When I started writing again, I bought several books on the craft. They didn't help. As it turns out, the best writing "class" I ever took was being edited by a very patient, and strict, editor. She changed the way I thought about storytelling. Other helpful classes have been the master classes I attend at Saints and Sinners Literary Festival every year. My favorites have been the ones taught by Jim Grimsley. He knows how to teach the subject. I still refer to my notes from his sessions. The panels are fun, but the master classes are where I learn.
By far, the act of writing seems to be the best way to learn the craft. Reading helps a lot too. Read inside your genre. Read outside your genre. Read classics. Read best sellers. Read trashy fun little things. Read TDS - truly dreadful stuff (not too much though. a little goes a long way)

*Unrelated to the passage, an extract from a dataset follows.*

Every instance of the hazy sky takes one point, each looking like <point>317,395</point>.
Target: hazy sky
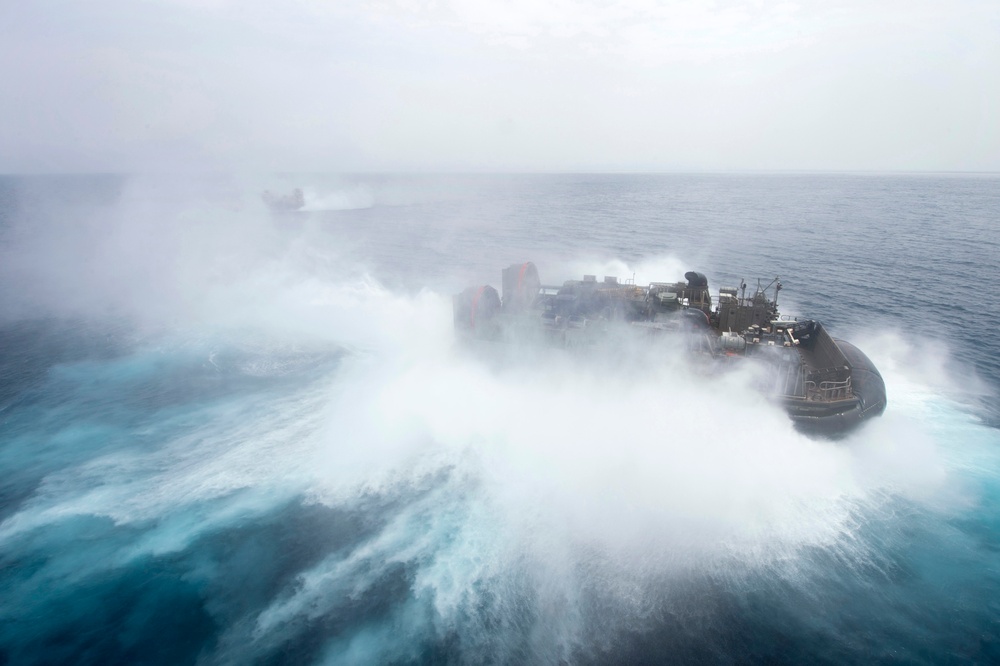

But as I'm heading into another novel, I decided to pick up those how to books I haven't touched in years, because I figure I'm still on a learning curve and plan to continue improving. Thus the second try at these instructional books. I'm getting a lot more out of these books this time around than I did last time. Having wrestled with plots, developed characters, and tried to pitch my inexplicably complicated tales a few times, I can finally see what they're getting at. However, I can't help but feel that they're over-complicating the whole creative process. You either are creative, or you aren't. If you are, you need to learn how to translate your vision so other people can share it, but really, is interviewing your character going to help you create him/her/hir/it/? I don't think so. If the character doesn't exist in your imagination as a fully dimensional person, then making lists about her won't help. I think these books don't really exist to help people to write better. I think they exist to be sold to hopeful writers.
When I was in high school, several of my teachers banded together to raise money to send me to a writer's conference because they had faith in my talent. That was incredibly wonderful of them, so I didn't have the heart to tell them that it was a miserable experience. The first class I went to, the instructor pointed at me and demanded to know how I chose to write in first or third person. I had no idea what that meant. After ridiculing me for a bit and explaining it (from the flurry of note taking, I have a feeling many others in the class had no idea either), he said something snarky along the lines of, "Now that I've explained this basic concept that I can't believe you didn't know, tell me how you decide." I shrugged and said, "It depends on how the story comes to me. It either feels right, or it doesn't. I do what feels right." "WRONG!" he shouted and wagged his finger in my face. "You're doing it all WRONG!"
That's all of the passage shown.